Cerebral Palsy Turn Around
Michigan’s Supreme Court overturned a $21 million verdict in the kind of case that made John Edwards the man he is today. The Court ruled 6-1 that the basis of the jury’s decision in the original 1997 trial was faulty, because the expert witness testimony was faulty. Not that this means that the courts now recognize that cerebral palsy is rarely caused by birth injuries. Rather, the lower court failed to allow the defense an opportunity to object to the admission of the expert’s testimony. (An expert that they maintained had “novel” theories about the origin of cerebral palsy.) Still, it might be a step in the right direction toward correcting much that’s wrong with today’s malpractice litigation – “experts” who aren’t really experts.
An expert witness’s fibs
What does it take to convict an expert witness of perjury? I ask that question this morning in a posting over at PointOfLaw.com, proceeding from a Ninth Circuit case handed down last week which demonstrated that some doctors, at least, fare well in court these days.
Massachusetts tobacco fees: “Greed on Trial”
“The question before the jurors was not whether legal fees amounting to $7,700 an hour were ‘unreasonable.’ It was whether the lawyer-plaintiffs should get $1.3 billion more.” Detailed account of tobacco-fee buccaneering and the resulting courtroom antics (complete with “trained-seal” expert witnesses) in one state. When contemplating the tobacco crusade, the chief of litigation at Brown Rudnick said, “I had dollar signs in my eyes, even back at that early stage. And I know that they were large dollar signs.” (Alex Beam, The Atlantic, Jun.). For our coverage of Massachusetts tobacco fees, see Nov. 4 and links from there.
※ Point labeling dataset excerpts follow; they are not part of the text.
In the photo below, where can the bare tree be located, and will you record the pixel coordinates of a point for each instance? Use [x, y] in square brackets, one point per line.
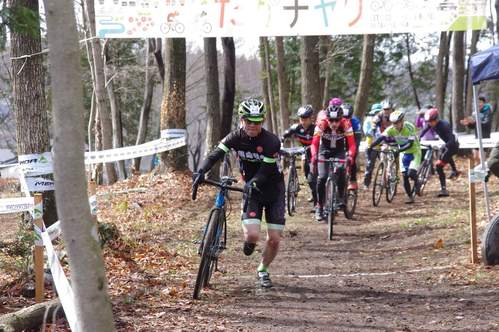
[30, 105]
[408, 43]
[475, 35]
[100, 91]
[229, 89]
[88, 275]
[310, 72]
[458, 80]
[145, 110]
[271, 106]
[282, 82]
[212, 99]
[173, 104]
[366, 72]
[265, 84]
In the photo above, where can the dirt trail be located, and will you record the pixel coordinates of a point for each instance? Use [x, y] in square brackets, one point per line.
[384, 271]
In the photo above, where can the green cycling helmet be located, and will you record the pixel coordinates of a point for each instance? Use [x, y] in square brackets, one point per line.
[252, 109]
[375, 109]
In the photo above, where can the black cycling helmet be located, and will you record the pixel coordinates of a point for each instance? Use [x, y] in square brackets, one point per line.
[334, 112]
[347, 110]
[252, 109]
[305, 111]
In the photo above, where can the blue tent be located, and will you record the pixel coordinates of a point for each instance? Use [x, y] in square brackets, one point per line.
[484, 65]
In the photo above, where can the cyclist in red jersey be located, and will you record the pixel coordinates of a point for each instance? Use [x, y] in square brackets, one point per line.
[332, 139]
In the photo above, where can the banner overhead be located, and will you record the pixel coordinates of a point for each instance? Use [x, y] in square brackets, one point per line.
[238, 18]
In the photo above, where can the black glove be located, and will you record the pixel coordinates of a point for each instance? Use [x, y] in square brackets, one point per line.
[249, 186]
[197, 177]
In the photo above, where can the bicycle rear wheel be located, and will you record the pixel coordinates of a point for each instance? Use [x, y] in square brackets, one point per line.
[291, 192]
[331, 196]
[209, 246]
[379, 183]
[391, 189]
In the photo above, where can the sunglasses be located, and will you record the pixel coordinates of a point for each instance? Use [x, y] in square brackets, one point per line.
[256, 123]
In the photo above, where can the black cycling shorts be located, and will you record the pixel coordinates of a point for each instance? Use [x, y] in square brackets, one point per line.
[274, 209]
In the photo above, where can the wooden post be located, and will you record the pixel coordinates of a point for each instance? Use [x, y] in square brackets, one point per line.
[473, 232]
[38, 254]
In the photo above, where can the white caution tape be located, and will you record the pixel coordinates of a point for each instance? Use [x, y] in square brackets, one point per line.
[40, 184]
[61, 283]
[16, 204]
[131, 152]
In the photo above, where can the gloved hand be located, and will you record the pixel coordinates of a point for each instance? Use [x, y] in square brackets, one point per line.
[197, 177]
[350, 160]
[249, 186]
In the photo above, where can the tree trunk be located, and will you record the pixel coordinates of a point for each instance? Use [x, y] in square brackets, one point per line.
[88, 275]
[156, 49]
[212, 99]
[475, 35]
[324, 43]
[173, 104]
[265, 84]
[271, 106]
[30, 105]
[443, 50]
[115, 109]
[411, 73]
[145, 110]
[326, 68]
[282, 81]
[446, 71]
[366, 73]
[100, 92]
[229, 91]
[310, 72]
[458, 80]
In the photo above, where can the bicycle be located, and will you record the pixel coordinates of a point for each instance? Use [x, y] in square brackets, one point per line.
[424, 171]
[333, 203]
[293, 184]
[386, 176]
[215, 233]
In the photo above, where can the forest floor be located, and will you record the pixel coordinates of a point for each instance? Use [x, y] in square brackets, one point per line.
[396, 267]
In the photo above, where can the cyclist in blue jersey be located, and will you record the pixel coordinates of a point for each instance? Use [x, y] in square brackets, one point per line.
[257, 150]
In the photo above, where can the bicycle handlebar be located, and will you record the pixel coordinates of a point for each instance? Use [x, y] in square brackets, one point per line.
[219, 184]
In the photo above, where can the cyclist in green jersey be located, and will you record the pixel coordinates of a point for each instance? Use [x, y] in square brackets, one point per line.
[404, 134]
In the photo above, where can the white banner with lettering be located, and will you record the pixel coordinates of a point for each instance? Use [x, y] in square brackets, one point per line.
[217, 18]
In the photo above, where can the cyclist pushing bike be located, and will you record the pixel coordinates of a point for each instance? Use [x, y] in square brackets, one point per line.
[403, 133]
[332, 134]
[257, 150]
[443, 130]
[303, 132]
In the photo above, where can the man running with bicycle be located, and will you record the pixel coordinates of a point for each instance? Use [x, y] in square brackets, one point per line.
[443, 130]
[257, 150]
[332, 134]
[303, 132]
[403, 133]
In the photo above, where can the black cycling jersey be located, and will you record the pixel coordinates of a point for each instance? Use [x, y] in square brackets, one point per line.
[444, 131]
[257, 157]
[303, 135]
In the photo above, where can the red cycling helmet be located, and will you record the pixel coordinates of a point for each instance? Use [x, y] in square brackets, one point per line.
[335, 102]
[431, 114]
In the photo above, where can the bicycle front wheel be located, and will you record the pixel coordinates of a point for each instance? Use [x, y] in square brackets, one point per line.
[379, 183]
[210, 243]
[391, 189]
[423, 175]
[331, 197]
[290, 192]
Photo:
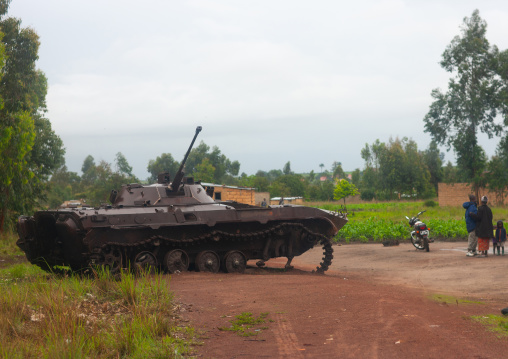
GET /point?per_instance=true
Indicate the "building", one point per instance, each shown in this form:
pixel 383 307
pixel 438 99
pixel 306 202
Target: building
pixel 245 195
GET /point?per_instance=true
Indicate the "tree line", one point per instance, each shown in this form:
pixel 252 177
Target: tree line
pixel 33 173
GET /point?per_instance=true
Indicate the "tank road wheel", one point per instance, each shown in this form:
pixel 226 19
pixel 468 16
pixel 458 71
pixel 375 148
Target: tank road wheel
pixel 208 261
pixel 145 262
pixel 328 255
pixel 235 262
pixel 113 260
pixel 176 261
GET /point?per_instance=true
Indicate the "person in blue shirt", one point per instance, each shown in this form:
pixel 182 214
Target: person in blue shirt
pixel 472 239
pixel 500 238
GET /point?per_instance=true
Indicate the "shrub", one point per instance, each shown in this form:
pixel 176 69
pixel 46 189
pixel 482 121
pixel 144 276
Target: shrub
pixel 430 203
pixel 367 195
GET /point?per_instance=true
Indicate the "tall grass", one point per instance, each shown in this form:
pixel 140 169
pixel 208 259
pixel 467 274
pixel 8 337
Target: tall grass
pixel 42 315
pixel 382 221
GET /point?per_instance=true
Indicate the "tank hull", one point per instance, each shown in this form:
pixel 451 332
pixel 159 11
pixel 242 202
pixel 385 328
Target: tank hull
pixel 204 235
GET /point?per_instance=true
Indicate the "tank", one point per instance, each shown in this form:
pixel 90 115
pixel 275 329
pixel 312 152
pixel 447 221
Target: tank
pixel 175 226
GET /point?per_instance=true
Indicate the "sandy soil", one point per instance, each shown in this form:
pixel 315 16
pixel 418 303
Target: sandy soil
pixel 374 302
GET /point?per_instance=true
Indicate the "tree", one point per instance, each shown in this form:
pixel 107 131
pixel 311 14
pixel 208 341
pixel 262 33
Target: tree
pixel 355 177
pixel 344 189
pixel 434 160
pixel 469 106
pixel 497 175
pixel 163 163
pixel 122 165
pixel 288 185
pixel 29 149
pixel 205 171
pixel 338 171
pixel 224 167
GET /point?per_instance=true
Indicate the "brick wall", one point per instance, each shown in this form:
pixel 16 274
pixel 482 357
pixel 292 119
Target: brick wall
pixel 457 193
pixel 241 195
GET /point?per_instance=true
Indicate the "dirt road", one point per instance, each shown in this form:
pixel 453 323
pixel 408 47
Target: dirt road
pixel 374 302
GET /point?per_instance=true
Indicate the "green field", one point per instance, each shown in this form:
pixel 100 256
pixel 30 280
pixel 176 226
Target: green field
pixel 377 222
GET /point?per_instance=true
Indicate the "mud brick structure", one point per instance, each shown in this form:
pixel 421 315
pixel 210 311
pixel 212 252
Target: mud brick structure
pixel 455 194
pixel 231 193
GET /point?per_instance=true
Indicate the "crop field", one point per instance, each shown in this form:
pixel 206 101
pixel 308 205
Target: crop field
pixel 377 222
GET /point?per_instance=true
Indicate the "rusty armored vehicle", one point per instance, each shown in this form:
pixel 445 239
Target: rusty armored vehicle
pixel 175 226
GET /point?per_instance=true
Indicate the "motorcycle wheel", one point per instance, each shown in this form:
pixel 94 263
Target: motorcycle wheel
pixel 418 243
pixel 426 244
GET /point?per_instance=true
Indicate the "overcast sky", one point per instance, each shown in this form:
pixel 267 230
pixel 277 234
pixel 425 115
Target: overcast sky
pixel 308 82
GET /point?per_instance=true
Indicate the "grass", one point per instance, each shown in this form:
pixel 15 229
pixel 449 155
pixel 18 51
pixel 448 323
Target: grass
pixel 247 325
pixel 448 299
pixel 8 246
pixel 494 323
pixel 383 221
pixel 43 315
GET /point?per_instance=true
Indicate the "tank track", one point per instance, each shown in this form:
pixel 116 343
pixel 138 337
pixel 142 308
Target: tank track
pixel 105 254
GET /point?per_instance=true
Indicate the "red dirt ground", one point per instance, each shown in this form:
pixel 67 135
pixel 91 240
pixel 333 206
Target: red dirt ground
pixel 374 302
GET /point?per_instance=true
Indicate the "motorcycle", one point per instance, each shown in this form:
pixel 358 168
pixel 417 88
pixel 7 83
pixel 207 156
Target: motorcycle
pixel 420 235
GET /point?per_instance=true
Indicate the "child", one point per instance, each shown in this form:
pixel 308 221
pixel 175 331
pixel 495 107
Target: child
pixel 499 238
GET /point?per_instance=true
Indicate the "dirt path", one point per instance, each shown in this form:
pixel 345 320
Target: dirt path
pixel 372 303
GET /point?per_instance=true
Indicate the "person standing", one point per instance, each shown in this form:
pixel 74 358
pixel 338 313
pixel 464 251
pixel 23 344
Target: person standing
pixel 471 225
pixel 500 238
pixel 484 229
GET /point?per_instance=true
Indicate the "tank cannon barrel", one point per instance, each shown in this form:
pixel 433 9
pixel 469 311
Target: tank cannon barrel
pixel 179 175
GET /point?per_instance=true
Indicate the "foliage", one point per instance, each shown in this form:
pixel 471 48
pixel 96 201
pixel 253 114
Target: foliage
pixel 383 221
pixel 344 189
pixel 495 323
pixel 448 299
pixel 30 150
pixel 205 171
pixel 395 169
pixel 43 315
pixel 223 165
pixel 163 163
pixel 245 322
pixel 288 186
pixel 433 158
pixel 469 106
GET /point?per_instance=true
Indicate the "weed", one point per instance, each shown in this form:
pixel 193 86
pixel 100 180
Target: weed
pixel 448 299
pixel 245 322
pixel 82 317
pixel 495 323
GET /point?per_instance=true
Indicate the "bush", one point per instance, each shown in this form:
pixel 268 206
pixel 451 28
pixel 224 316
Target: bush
pixel 367 195
pixel 430 203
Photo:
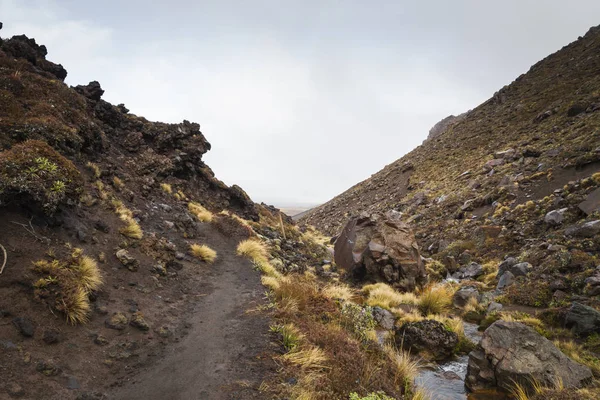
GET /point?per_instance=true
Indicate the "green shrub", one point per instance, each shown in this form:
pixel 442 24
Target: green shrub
pixel 33 173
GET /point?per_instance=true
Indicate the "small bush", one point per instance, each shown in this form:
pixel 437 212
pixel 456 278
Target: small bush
pixel 203 252
pixel 200 212
pixel 33 173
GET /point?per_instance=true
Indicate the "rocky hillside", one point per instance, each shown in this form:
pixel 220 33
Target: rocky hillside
pixel 109 227
pixel 547 120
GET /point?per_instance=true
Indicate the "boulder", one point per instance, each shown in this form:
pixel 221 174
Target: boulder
pixel 464 294
pixel 591 203
pixel 427 336
pixel 555 217
pixel 505 280
pixel 582 320
pixel 516 268
pixel 587 229
pixel 380 247
pixel 471 271
pixel 92 90
pixel 512 352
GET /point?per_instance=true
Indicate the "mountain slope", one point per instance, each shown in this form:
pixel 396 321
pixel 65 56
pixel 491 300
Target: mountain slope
pixel 552 112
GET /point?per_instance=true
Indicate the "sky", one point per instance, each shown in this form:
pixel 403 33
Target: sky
pixel 299 99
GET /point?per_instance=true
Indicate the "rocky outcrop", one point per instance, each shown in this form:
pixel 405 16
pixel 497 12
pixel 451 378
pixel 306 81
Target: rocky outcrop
pixel 380 247
pixel 443 125
pixel 511 352
pixel 427 337
pixel 583 320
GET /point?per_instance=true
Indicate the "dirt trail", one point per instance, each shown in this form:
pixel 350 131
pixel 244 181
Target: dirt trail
pixel 225 354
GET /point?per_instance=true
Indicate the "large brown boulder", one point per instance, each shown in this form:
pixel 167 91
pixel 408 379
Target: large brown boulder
pixel 380 247
pixel 511 352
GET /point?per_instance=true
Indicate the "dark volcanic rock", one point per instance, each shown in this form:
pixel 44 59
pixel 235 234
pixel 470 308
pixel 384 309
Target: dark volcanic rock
pixel 583 320
pixel 427 336
pixel 511 351
pixel 24 326
pixel 380 247
pixel 92 90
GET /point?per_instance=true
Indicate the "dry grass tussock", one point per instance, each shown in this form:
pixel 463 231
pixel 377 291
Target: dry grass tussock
pixel 66 285
pixel 435 299
pixel 338 291
pixel 203 252
pixel 384 296
pixel 201 213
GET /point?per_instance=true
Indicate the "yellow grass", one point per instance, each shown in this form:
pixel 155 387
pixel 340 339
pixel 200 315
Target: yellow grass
pixel 435 299
pixel 200 212
pixel 203 252
pixel 132 229
pixel 406 367
pixel 118 183
pixel 167 188
pixel 309 358
pixel 338 291
pixel 253 249
pixel 384 296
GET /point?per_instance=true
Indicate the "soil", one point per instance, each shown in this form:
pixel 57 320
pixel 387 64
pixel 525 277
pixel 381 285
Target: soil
pixel 208 337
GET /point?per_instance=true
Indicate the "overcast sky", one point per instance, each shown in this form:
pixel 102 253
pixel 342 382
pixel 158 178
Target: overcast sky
pixel 299 99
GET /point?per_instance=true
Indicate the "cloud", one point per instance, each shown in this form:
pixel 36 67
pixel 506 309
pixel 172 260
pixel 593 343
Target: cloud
pixel 303 101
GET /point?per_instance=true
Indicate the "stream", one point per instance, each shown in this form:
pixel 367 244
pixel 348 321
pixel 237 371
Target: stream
pixel 446 381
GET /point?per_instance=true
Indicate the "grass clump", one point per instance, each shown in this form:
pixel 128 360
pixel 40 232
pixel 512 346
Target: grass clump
pixel 338 291
pixel 132 229
pixel 203 252
pixel 118 183
pixel 200 212
pixel 384 296
pixel 66 285
pixel 435 299
pixel 289 334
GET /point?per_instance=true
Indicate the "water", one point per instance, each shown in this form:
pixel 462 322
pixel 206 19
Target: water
pixel 446 380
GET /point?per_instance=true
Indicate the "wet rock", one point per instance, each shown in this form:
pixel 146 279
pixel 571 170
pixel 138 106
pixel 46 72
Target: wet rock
pixel 516 268
pixel 24 325
pixel 585 230
pixel 555 217
pixel 51 336
pixel 380 247
pixel 138 321
pixel 511 351
pixel 427 336
pixel 505 280
pixel 47 368
pixel 591 203
pixel 463 295
pixel 127 260
pixel 494 307
pixel 118 321
pixel 384 318
pixel 582 320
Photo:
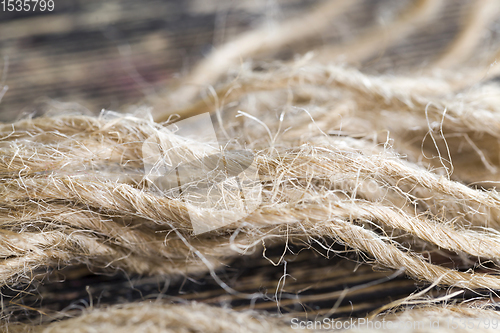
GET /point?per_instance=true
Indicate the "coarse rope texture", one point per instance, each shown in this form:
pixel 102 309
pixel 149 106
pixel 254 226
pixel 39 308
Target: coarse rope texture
pixel 399 169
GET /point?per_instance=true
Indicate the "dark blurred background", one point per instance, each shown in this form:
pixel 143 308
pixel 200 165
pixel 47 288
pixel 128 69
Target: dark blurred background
pixel 107 54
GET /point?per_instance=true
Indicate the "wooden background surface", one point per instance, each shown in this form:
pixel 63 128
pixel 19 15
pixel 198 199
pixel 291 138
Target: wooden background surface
pixel 89 55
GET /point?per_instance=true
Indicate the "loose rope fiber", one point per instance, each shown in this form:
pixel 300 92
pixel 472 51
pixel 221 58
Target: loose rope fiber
pixel 399 169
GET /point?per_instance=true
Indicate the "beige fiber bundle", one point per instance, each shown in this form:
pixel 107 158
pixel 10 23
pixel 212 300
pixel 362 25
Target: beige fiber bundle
pixel 401 170
pixel 359 160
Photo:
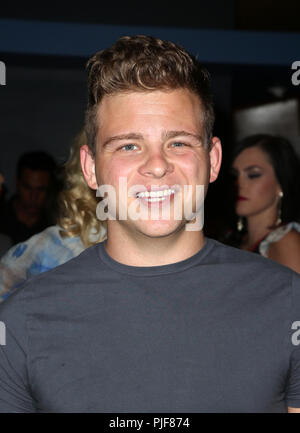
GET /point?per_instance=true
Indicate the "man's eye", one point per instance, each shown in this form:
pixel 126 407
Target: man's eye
pixel 129 147
pixel 178 144
pixel 253 175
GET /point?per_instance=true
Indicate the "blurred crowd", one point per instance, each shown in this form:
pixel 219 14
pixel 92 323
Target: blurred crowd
pixel 52 215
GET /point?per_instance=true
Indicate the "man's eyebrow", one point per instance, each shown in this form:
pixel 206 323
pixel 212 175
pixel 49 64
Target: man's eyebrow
pixel 173 134
pixel 129 136
pixel 166 135
pixel 250 167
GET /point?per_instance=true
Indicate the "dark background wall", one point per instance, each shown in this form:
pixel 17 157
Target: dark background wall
pixel 42 105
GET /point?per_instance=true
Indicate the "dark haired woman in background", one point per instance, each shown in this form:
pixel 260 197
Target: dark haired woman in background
pixel 266 172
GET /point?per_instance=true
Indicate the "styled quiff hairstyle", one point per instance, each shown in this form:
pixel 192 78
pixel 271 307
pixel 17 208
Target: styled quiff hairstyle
pixel 144 63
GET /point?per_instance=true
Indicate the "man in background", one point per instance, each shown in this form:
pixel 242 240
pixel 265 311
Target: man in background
pixel 29 211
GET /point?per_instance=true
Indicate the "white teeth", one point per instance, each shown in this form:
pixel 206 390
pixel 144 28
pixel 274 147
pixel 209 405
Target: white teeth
pixel 155 194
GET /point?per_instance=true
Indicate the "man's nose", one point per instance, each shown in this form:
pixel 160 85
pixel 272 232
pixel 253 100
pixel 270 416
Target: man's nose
pixel 156 165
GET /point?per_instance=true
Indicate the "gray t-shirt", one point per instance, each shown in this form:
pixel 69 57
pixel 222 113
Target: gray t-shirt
pixel 212 333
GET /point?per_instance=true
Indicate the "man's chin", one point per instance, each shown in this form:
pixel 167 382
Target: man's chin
pixel 160 229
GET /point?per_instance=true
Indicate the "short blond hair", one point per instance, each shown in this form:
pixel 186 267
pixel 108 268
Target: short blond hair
pixel 145 63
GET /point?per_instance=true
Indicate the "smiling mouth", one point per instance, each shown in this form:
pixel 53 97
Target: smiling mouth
pixel 156 196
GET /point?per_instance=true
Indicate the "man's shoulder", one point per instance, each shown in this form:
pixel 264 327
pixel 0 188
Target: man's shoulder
pixel 232 256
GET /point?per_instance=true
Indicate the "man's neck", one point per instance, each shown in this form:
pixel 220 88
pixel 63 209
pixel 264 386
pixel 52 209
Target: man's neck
pixel 141 250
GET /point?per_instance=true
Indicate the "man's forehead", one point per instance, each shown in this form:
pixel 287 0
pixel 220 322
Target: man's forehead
pixel 34 176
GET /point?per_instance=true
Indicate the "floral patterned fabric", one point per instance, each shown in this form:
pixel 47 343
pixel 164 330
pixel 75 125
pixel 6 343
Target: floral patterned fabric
pixel 38 254
pixel 276 235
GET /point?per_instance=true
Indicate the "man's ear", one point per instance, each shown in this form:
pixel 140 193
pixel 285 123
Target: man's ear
pixel 88 166
pixel 215 156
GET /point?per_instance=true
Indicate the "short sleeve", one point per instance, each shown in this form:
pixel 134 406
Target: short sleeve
pixel 15 393
pixel 293 388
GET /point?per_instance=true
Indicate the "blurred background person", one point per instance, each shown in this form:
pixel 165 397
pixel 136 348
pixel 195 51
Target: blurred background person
pixel 31 209
pixel 77 228
pixel 266 171
pixel 5 241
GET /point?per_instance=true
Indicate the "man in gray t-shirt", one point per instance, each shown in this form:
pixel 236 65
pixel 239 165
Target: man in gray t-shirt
pixel 157 318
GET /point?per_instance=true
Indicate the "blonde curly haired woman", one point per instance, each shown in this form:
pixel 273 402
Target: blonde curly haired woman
pixel 77 228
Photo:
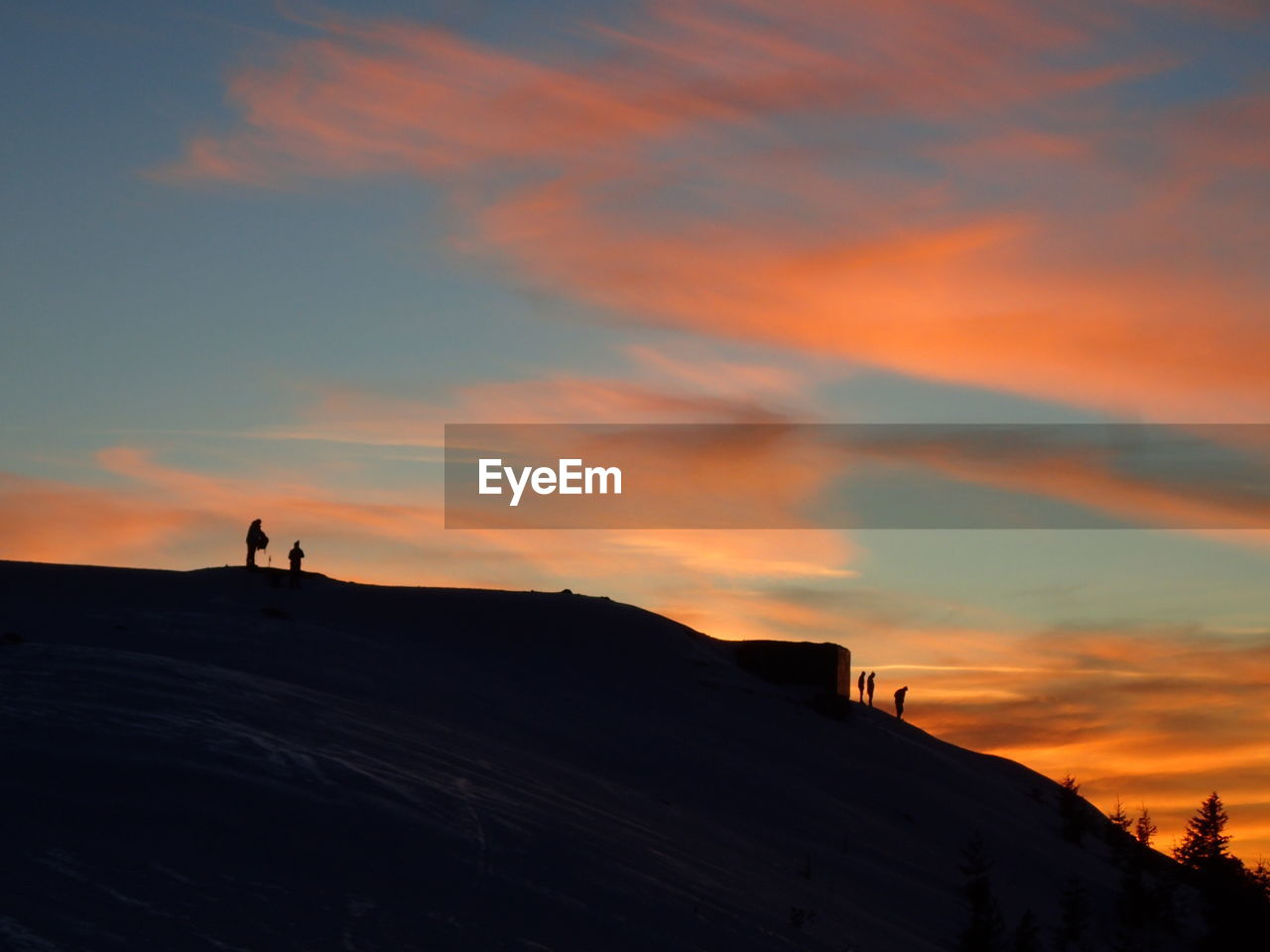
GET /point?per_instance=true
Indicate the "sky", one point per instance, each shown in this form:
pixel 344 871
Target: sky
pixel 257 255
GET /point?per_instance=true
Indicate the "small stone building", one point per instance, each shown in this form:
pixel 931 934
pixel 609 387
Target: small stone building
pixel 822 665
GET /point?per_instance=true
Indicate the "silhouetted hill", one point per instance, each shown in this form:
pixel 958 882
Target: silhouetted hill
pixel 197 761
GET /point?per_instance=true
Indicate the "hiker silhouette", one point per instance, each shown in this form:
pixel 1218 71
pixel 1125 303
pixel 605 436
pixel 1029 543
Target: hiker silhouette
pixel 296 555
pixel 255 538
pixel 899 702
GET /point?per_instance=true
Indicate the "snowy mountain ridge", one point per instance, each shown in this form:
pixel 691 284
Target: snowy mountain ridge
pixel 200 761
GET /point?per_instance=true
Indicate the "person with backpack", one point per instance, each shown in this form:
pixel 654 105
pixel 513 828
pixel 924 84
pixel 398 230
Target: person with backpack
pixel 296 555
pixel 255 539
pixel 899 702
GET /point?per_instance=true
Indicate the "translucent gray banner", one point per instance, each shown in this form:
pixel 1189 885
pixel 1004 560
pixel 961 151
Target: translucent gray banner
pixel 879 476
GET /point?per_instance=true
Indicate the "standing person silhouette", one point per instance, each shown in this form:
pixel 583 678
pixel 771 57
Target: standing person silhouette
pixel 899 702
pixel 255 538
pixel 296 555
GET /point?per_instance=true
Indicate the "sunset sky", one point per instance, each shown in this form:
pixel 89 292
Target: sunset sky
pixel 257 255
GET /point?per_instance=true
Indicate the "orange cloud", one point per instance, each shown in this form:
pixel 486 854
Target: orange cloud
pixel 1087 303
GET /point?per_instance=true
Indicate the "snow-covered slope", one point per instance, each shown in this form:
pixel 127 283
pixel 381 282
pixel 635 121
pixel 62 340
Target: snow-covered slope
pixel 198 761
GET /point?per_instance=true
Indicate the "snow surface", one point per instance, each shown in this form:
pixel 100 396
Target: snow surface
pixel 199 761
Update: second cardiologist sued over alleged fen-phen fraud
“A second doctor was accused of fraud [earlier this month] in a federal lawsuit filed by the AHP Settlement Trust, the entity created to process claims related to the $3.75 billion fen-phen settlement.” (see Sept. 21, Sept. 25). The new suit alleges that a New York City cardiologist conspired with an unnamed law firm to submit medically unreasonable claims of heart valve injury, resulting in the payment of millions of dollars in claims. “Compensation was a motivating factor in the fraud, the suit alleges, noting that for each VHD [valvular heart disease] certification, Mueller allegedly received an immediate payment of $500 over and above the $900 he received for interpreting the echocardiogram. The suit alleges that Mueller received another payment of $1,500 following compensation to the claimant, earning more than $1 million.” Contingency fees for expert witnesses are not necessarily prohibited as such in American courtrooms, though they have been widely viewed with distaste by ethics authorities. (Shannon P. Duffy, “Fen-Phen Settlement Trust Sues Second Doctor for Fraud”, Legal Intelligencer, Nov. 17).